None of the benefits of ADR can accrue for you or your company, however, unless you have the most effective possible “ADR Clause.” The ADR Clause is the specific provision in a contract that contains the parties’ agreement for ADR. Many contracts lack ADR clauses because contracting parties misunderstand or forget to consider potential ADR. A precise ADR clause will help you.
In Atkinson v. Rose, the parties agreed to run cannabis retail businesses together and included an ADR clause in their operating agreement. After working together for awhile, the parties ran into serious issues that kept them from working together. After the parties had filed their case in court, Rose eventually decided he preferred at least some of this lawsuit to be arbitrated.

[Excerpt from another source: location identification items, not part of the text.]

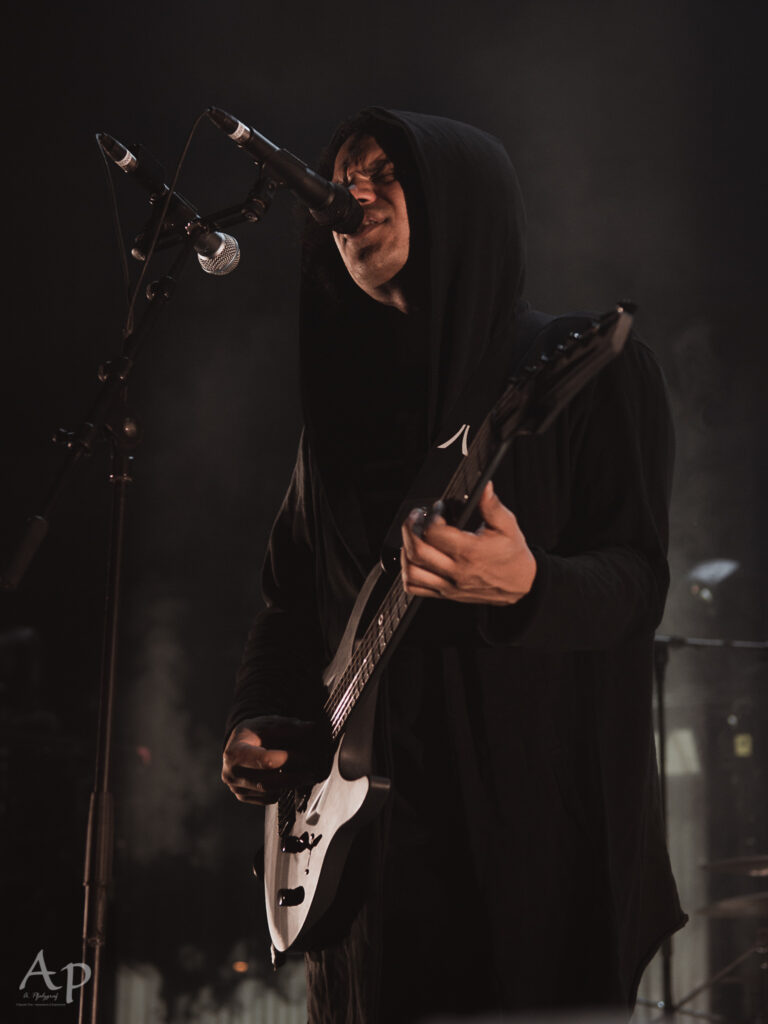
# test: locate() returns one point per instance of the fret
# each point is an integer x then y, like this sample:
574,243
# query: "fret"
486,446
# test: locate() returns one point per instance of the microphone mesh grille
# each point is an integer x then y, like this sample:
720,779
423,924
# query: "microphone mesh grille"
225,259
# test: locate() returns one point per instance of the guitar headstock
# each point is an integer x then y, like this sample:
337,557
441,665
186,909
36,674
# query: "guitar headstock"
546,385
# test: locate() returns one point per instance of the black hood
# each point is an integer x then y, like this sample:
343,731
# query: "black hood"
465,272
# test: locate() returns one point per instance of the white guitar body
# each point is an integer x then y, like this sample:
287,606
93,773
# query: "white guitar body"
308,834
303,863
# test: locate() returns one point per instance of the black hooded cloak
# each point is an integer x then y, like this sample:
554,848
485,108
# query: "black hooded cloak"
521,861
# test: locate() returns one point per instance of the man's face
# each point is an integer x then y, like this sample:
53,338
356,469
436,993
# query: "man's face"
379,250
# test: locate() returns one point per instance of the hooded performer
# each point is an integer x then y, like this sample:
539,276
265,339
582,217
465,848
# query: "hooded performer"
520,860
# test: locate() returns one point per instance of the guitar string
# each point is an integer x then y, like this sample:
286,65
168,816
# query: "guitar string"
364,660
395,602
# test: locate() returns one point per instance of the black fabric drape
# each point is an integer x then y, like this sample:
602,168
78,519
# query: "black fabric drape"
521,862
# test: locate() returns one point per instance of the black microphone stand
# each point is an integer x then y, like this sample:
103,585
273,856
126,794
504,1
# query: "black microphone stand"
110,417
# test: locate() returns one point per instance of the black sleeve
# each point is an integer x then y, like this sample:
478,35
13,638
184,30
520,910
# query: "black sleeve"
608,577
281,670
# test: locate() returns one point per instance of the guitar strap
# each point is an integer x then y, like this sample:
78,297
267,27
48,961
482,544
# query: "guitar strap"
535,333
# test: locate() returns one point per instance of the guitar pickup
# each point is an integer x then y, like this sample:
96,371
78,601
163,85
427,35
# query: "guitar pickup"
291,897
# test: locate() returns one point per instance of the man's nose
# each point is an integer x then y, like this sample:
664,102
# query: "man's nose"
363,188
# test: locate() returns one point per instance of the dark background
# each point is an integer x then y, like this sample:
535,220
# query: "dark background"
635,130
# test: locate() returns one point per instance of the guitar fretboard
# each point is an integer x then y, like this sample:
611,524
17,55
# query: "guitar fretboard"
385,623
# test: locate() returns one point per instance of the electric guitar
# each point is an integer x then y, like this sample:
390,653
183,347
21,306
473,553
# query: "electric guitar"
308,833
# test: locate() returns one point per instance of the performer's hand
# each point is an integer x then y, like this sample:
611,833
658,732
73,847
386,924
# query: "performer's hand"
493,565
264,756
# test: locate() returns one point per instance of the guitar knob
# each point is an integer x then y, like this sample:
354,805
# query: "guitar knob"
294,844
258,863
291,897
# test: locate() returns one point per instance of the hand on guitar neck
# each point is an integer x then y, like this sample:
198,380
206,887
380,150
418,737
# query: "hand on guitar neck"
266,755
493,565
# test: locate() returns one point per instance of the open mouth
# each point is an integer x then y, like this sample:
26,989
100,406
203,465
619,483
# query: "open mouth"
366,226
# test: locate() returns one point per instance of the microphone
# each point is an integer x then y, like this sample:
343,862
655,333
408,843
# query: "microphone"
217,253
330,204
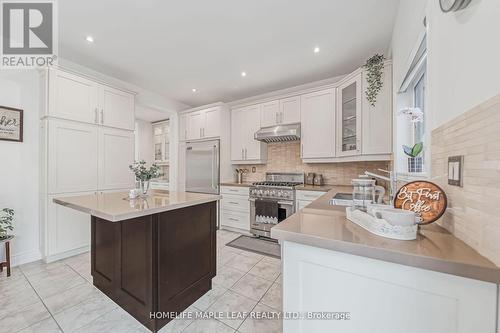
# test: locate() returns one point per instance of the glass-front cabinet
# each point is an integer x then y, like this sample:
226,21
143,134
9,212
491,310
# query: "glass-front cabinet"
349,117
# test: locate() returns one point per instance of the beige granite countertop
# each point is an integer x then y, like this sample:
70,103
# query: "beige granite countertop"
325,226
324,188
118,207
244,184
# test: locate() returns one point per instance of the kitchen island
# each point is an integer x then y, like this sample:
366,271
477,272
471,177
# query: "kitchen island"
153,255
433,284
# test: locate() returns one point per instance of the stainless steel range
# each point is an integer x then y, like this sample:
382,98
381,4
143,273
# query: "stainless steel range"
272,201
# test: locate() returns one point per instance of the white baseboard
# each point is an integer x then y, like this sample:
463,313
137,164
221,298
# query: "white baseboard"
66,254
25,257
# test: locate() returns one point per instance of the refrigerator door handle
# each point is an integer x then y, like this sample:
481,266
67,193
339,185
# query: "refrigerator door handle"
215,168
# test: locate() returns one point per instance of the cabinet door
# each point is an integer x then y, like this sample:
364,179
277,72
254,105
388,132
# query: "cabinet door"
269,113
72,156
318,124
290,110
211,127
67,229
377,120
238,129
117,108
349,117
116,153
252,125
195,124
72,97
183,127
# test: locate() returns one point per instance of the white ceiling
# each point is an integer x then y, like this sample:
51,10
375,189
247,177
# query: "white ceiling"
170,47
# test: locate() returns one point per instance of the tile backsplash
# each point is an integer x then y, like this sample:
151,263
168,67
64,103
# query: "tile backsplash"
473,213
285,157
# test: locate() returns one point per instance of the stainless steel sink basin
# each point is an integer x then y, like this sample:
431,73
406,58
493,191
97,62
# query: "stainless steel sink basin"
342,199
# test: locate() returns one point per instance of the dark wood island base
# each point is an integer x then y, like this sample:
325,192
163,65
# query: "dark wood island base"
156,263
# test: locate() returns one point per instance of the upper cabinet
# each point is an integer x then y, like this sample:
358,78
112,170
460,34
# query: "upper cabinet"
377,120
348,124
244,149
318,119
202,124
280,112
74,97
290,110
117,108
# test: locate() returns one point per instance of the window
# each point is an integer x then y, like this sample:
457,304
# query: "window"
411,115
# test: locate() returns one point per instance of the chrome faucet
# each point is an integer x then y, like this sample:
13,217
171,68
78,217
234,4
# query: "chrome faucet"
391,178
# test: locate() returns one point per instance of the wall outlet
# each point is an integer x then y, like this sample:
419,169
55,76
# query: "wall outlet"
455,170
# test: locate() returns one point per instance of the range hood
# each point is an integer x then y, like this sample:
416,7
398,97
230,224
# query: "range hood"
279,133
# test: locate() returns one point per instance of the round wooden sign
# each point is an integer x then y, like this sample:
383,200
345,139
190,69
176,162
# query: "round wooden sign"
426,199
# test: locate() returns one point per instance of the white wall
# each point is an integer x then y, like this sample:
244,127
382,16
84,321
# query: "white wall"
463,58
19,165
144,141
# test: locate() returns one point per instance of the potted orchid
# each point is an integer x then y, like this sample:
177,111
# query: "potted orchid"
143,174
415,162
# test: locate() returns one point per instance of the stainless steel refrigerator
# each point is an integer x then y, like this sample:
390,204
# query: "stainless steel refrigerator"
202,167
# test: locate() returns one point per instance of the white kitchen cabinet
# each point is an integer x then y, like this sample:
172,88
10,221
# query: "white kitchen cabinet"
76,97
244,148
204,124
380,296
196,123
116,153
67,231
270,113
212,123
73,97
290,110
348,124
235,208
116,108
72,156
377,120
318,124
280,112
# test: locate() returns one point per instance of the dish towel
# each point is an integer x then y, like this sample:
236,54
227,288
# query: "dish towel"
266,211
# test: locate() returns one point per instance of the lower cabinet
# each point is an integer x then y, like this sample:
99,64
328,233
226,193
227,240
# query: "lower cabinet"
67,231
304,198
235,208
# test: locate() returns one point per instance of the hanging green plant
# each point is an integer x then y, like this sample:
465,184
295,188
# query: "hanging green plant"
374,68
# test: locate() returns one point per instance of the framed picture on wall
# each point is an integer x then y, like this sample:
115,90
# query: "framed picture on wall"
11,124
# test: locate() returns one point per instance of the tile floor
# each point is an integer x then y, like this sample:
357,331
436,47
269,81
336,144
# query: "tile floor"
60,297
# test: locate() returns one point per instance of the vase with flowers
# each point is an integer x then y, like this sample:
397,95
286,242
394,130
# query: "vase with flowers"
143,174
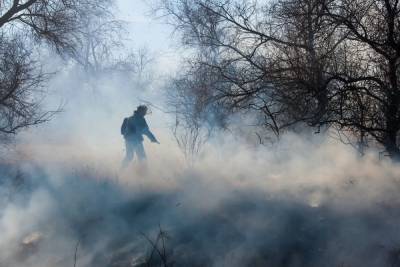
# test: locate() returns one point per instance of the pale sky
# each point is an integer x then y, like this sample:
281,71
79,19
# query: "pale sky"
148,31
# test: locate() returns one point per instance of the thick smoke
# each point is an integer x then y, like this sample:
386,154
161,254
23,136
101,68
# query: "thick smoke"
299,203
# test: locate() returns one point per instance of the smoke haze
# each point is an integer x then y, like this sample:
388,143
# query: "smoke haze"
65,201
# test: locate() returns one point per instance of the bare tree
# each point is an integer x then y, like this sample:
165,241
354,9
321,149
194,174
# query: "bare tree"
56,24
369,94
311,62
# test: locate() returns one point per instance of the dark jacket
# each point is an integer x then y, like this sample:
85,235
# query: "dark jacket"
134,127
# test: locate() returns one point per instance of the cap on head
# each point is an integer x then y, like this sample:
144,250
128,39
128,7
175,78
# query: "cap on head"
142,109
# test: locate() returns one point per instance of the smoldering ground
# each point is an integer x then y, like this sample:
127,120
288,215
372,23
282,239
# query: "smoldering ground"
304,203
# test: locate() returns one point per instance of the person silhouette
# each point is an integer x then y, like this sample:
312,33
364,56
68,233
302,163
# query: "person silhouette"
133,128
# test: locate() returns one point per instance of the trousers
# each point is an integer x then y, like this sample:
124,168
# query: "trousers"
133,147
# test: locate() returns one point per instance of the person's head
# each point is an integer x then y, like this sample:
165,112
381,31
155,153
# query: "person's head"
141,110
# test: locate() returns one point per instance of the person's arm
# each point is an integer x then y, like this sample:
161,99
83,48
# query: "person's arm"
149,134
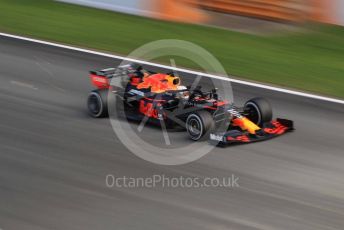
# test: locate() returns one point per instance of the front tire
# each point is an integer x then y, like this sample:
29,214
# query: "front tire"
97,103
199,125
259,110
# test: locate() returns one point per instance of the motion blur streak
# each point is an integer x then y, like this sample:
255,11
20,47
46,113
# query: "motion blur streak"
54,159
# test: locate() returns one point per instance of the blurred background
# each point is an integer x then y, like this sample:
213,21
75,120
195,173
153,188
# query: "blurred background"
208,11
295,44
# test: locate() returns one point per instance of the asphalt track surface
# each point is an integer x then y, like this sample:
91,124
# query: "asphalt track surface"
54,159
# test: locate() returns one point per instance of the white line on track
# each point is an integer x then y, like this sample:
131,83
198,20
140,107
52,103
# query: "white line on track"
293,92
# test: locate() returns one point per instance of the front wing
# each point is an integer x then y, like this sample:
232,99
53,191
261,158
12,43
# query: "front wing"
270,130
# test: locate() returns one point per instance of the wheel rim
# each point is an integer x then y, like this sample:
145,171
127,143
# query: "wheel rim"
94,104
194,128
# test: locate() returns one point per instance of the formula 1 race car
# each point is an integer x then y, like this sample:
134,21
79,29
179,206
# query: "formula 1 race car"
160,98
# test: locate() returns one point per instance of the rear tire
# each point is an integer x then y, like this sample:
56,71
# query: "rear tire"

The Washington Court of Appeals found the parties’ agreement required no arbitration because the ADR clause explicitly applied only to a “deadlock,” which the agreement defined as failure to “reach an agreement” following “negotiations.” The Court held that because Rose had acted unilaterally and “did not discuss or attempt to reach an agreement” – i.e., “did not engage in negotiations” — the ADR clause did not apply to this dispute. The ADR clause became useless in this factual scenario. The full dispute was remanded back to the Kitsap County Superior Court.
How could these parties’ disputes have all been made subject to ADR? The Court instructed: the “Operating Agreement does not use broad language such as ‘any disputes’ … Where an arbitration provision uses broad language such as ‘any disputes’, all doubts must be resolved in favor of” ADR. A clearer, more comprehensive ADR clause could have transformed this case, subsuming all the parties’ disputes in one private, quicker and far less expensive ADR process.